I was thinking that a list of reasons why one group might attack another would be useful. Writers struggling to create a large-scale conflict in their world might like a number of options to choose from, and find the most suitable one/ones. Perhaps I'll add references to real-world conflicts as examples if people want to research into each cause further (eg 'World War One' or more specific examples such as 'Germany invading Norway in WW2'). I'll accept new suggestions and add them to this list below:


Resources
Control of a strategic location
Death of a leader
Persecution of a religion
Pursuit of a religion
Persecution of _your _population by another group
Persecution of _another _civilian population by _their _ruler (thereby going to war to protect the civilians)
Large debts on goods or loans ("so we'll take your land as payment" kind-of-thing)
Natural disaster forcing a population to move into a new area
An act of violence committed against one group by another
Religious differences
Racial differences
Control of the group or region
False leader (ie someone who is not meant to be the leader)
Political differences
Economic differences
Civilian uprisings
Gaining military strength for a bigger war (by capturing or forcing soldiers into your army)
"Lunacy" (simply going to war for the war itself, not for any end result) [psychotick aka Greg]
Reply below with additional reasons for why one side will go to war with another. I'll give credit to the user who first suggests the reason when I edit the list. If the list gets too long to browse through easily, I'll sort the reasons into categories.


----------



## psychotick (Dec 23, 2013)

Hi,

You left out my favourite one - absolute lunacy. Whenever I play Civ III I always nuke my enemies at the end! And my allies! It's simply my nature. I love to watch those little cities go boom! And you'd have to argue that a number of world leaders overthe years have had a similar viewpoint. Pol Pot, Hitler, probably the new Kim since he just had his own uncle machine gunned to death. Forthese people I suspect that all the reasons you give are fine and dandy, but they're really just excuses they use to do what they always wanted to do.

Cheers, Greg.


----------



## skip.knox (Dec 23, 2013)

Be sure to distinguish between immediate causes and underlying causes. For example, the American Civil War was fought because of slavery. Or, it was fought because someone fired on Fort Sumter. Both are valid statements but they tell you very different things about the war itself.

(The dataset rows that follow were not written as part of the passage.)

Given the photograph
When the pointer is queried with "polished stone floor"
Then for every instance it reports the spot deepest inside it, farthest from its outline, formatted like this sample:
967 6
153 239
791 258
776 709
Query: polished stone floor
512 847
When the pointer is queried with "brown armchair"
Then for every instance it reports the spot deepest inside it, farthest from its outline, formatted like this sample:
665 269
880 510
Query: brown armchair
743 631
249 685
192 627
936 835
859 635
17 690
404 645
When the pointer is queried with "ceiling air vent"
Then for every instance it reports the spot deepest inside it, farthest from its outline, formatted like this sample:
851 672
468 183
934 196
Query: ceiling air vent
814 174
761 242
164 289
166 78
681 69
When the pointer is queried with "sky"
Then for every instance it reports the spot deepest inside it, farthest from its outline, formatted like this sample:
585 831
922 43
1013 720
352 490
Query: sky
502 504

In general, you need both for a war. War doesn't happen unless deep-seated antagonisms are in play, whether economic or ideological. But people generally need something very specific before they will actually start killing each other. Some outrage has to happen. So, when you are plotting, be sure to consider both.

Also, think about justifications for war. All sides in a conflict fight only in self-defense. All sides in a conflict are justified in their actions by a higher power or higher ideal. Here again, underlying and immediate are relevant. For example, Nazi Germany had a whole list of affronts and threats against it, going back years and even decades. But the actual excuse for the invasion of Poland was (entirely bogus and invented) that Poland had attacked first.

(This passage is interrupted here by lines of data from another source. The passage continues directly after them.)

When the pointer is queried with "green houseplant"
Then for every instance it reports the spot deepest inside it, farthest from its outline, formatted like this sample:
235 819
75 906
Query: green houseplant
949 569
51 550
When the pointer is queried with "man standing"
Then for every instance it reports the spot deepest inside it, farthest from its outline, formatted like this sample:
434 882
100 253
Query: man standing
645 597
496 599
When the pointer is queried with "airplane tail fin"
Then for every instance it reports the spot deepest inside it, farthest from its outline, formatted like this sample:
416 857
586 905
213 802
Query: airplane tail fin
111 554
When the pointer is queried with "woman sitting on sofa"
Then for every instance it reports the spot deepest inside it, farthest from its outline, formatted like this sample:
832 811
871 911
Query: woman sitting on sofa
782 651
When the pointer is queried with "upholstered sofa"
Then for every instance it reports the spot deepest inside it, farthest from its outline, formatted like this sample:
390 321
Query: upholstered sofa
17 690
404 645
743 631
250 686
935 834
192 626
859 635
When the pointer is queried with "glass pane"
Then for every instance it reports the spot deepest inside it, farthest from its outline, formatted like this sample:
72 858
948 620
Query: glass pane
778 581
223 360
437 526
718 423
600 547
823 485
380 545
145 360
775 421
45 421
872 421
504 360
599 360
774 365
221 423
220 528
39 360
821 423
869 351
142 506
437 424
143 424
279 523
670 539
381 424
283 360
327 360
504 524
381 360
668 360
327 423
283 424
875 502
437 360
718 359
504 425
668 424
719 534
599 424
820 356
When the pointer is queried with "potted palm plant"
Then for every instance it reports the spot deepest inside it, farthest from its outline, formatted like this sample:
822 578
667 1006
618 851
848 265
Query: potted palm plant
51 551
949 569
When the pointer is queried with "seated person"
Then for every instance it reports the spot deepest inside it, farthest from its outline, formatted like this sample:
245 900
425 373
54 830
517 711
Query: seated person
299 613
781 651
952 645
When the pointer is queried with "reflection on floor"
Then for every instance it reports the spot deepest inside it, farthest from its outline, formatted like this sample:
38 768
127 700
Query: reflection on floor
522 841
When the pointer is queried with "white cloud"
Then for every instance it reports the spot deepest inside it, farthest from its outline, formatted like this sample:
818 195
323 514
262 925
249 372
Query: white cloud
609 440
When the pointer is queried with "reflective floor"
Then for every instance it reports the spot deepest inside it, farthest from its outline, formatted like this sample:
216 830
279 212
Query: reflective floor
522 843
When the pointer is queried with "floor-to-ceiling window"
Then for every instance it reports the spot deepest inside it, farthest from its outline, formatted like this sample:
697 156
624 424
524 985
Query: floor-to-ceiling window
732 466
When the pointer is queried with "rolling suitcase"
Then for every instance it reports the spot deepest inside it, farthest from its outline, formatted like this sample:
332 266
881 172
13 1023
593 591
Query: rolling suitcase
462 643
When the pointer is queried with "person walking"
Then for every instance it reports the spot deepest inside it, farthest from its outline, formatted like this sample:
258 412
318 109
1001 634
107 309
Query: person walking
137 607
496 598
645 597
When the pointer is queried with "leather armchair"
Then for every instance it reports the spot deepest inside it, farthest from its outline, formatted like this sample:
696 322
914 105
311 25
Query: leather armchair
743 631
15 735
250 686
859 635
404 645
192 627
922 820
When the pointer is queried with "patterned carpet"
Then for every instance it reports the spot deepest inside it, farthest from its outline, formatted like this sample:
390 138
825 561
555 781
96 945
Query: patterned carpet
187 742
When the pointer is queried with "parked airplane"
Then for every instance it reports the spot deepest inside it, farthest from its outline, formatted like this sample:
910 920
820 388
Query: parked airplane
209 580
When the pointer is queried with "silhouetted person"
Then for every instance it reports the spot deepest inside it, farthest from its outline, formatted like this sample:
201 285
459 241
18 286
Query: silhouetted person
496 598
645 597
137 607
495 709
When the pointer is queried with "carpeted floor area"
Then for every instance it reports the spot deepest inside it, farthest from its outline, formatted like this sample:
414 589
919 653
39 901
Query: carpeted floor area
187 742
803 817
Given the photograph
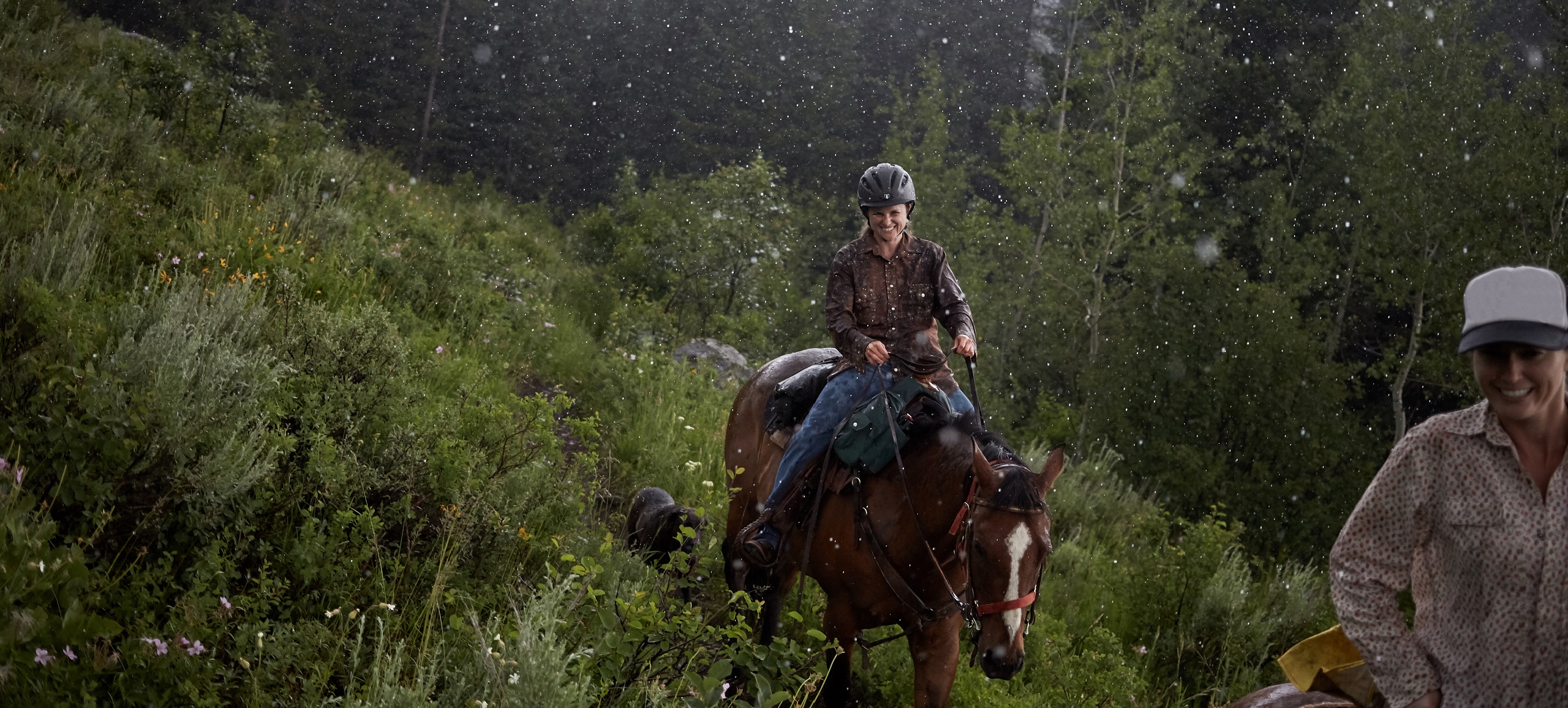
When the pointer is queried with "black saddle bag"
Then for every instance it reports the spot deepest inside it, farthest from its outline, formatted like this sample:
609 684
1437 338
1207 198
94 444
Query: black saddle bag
793 398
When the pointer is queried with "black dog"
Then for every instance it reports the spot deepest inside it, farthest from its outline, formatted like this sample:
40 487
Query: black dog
654 524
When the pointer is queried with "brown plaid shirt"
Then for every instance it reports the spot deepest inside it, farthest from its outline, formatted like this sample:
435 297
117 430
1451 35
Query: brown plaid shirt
897 303
1454 518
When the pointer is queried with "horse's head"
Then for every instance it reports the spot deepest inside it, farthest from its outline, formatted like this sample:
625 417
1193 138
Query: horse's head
1009 543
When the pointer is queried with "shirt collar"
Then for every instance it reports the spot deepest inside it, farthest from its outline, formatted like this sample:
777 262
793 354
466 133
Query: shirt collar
1477 420
869 245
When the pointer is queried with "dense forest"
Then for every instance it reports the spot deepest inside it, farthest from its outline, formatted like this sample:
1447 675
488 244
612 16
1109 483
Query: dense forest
336 336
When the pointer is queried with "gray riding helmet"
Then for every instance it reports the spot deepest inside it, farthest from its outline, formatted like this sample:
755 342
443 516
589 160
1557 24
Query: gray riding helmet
886 186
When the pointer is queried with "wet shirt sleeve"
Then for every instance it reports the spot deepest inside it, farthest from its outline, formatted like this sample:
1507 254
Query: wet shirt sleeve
841 309
949 306
1371 563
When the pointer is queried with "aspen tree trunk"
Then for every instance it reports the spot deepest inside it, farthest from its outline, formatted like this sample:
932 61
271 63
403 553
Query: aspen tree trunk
1332 345
1046 206
430 93
1410 361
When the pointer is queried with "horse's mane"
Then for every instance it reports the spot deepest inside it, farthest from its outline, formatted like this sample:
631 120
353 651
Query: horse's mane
1018 486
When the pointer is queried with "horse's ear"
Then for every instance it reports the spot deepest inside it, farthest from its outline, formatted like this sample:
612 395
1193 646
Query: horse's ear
987 478
1051 470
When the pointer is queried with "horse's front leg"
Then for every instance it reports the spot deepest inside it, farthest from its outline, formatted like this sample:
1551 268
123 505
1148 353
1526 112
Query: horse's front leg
838 622
935 655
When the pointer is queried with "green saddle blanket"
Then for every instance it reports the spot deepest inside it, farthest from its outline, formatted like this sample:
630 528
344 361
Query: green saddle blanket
878 426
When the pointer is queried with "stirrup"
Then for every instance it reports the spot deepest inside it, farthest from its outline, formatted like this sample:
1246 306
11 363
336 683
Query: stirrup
760 554
753 550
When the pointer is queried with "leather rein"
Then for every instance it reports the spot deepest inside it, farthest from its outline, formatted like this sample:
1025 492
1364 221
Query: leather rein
968 605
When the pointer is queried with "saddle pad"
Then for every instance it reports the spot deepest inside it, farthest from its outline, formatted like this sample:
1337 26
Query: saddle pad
867 442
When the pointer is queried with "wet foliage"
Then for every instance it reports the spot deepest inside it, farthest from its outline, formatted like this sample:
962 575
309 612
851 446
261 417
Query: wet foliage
301 406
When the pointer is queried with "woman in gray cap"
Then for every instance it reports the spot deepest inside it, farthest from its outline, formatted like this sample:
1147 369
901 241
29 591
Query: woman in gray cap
1471 514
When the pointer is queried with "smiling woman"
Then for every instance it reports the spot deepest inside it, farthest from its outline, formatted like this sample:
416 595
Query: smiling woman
1466 516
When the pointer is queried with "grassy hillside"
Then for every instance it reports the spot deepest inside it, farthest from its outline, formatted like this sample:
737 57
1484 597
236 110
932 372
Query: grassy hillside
287 426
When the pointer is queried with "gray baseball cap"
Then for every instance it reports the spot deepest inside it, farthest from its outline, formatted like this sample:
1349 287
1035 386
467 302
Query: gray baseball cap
1523 304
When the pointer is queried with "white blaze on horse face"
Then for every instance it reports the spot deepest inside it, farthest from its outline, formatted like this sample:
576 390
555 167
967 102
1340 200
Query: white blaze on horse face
1017 544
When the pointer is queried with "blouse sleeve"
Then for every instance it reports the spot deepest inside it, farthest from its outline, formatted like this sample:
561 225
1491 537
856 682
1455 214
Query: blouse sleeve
1371 563
841 311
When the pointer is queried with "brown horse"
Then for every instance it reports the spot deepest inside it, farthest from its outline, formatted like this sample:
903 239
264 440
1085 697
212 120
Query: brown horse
943 540
1286 696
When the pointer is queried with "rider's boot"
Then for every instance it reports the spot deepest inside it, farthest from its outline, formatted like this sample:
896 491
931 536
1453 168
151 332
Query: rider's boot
763 547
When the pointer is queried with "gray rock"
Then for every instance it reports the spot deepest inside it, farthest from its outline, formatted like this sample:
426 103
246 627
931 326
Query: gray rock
729 363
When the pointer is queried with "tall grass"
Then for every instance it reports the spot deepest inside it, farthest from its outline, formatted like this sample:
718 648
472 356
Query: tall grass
301 430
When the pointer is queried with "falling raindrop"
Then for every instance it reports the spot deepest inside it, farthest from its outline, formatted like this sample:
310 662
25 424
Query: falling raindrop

Those reasons, especially the really flimsy ones, can provide high drama in a story.


----------



## skip.knox (Dec 23, 2013)

Oh, one other thing. We seem to be talking about war between nation-states. War in tribal society or in other pre-modern societies can proceed from other motives and triggers. These include such things as personal honor or that guy stole my cattle, and other high-minded causes.

For the fantasy writer, it's worth thinking how magic might skew all of this. That is, how the existence and practice of magic might affect both causes of war and justifications for war. Also of interest would be to ask, would the logic be different for elves? Other non-humans? There could be some interesting possibilities there.


----------



## TheMirrorMage (Dec 23, 2013)

> Be sure to distinguish between immediate causes and underlying causes.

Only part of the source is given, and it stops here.